On Sunday, Baumgartner leapt from a balloon capsule more than 24 miles above the Earth’s surface. Not only did he complete the world’s highest jump, he shattered the sound barrier by plummeting more than 833.9 mph, becoming the first human to ever reach supersonic speed without traveling in a jet or any other vessel.
While the event is as awesome to this generation as Neil Armstrong’s 1969 walk on the moon, Baumgartner’s feat has even greater significance locally – and most people don’t even know it.Tony Marshall is probably best known as a member of the local band The Sock Monkeys and owner of Tony’s Teez screen printing company in Warsaw. But Marshall has been in Roswell, N.M., since Sept. 25 as part of a technical team that captured Baumgartner’s entire 24-mile jump from space making it possible for millions around the world to watch the event as it was happening.

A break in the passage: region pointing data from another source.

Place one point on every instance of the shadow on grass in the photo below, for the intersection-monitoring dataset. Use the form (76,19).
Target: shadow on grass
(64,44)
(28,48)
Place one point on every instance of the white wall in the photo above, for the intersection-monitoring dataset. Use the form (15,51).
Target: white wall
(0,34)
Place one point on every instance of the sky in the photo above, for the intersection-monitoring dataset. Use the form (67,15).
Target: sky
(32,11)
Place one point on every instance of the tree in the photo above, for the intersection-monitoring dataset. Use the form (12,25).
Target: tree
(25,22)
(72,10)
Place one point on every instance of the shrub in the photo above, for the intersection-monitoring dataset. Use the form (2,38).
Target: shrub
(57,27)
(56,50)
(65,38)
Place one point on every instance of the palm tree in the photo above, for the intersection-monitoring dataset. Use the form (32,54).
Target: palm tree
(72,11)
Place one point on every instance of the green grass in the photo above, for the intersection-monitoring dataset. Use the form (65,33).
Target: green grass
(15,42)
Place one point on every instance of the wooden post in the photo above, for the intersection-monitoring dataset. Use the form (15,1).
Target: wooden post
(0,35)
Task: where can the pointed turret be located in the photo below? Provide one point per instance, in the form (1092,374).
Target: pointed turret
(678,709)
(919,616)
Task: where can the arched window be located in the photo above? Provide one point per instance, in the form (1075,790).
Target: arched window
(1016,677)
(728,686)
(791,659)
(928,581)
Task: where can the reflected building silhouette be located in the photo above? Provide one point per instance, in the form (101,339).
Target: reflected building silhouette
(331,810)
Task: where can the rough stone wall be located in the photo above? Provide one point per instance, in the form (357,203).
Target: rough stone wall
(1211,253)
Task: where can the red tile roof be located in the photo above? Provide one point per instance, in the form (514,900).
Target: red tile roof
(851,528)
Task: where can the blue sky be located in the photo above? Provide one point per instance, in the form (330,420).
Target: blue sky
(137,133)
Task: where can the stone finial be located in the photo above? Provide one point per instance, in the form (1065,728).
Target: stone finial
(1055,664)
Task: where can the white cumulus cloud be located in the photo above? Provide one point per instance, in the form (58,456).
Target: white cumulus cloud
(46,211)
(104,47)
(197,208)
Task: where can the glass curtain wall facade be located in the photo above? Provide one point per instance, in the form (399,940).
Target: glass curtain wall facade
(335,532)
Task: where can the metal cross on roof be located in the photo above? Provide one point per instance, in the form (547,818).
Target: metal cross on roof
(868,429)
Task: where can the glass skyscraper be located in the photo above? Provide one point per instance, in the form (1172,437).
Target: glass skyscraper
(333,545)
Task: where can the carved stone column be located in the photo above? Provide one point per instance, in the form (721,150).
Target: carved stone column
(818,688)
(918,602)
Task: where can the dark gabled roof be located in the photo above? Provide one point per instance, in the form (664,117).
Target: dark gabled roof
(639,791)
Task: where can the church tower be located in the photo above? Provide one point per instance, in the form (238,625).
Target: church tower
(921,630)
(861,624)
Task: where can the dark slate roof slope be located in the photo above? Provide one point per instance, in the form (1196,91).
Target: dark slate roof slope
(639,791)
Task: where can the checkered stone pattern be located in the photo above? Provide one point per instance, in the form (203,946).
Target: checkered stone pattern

Having worked in television for years, and most recently for 3G Wireless, a broadcast company in Glen Burnie, Md., Marshall can take some credit for the success of the live-streamed record-breaking skydive.
For the last three weeks, Marshall has been in Roswell, N.M., with 3G preparing the wireless links from the capsule Baumgartner jumped from, to the commander center and finally to the TV truck that fed the entire event to YouTube and more than 130 other digital outlets resulting in more than 8 million simultaneous views and proving the power of the Internet.
Marshall was part of the unique telemetry control which was specially developed for the capsule’s nine HD video cameras. 3G is a broadcast industry leader in providing wireless HD video, audio and remote production solutions to the television industry for live sports and news events.
Through his business, Tony’s Teez, Marshall also provided all of the T-shirts for the historical event.
Baumgartner’s Sunday stunt broke a record of retired United States Air Force Col. Joseph Kittinger who, in 1960, made history as he ascended to 102,800 feet and jumped to Earth, then setting four world records.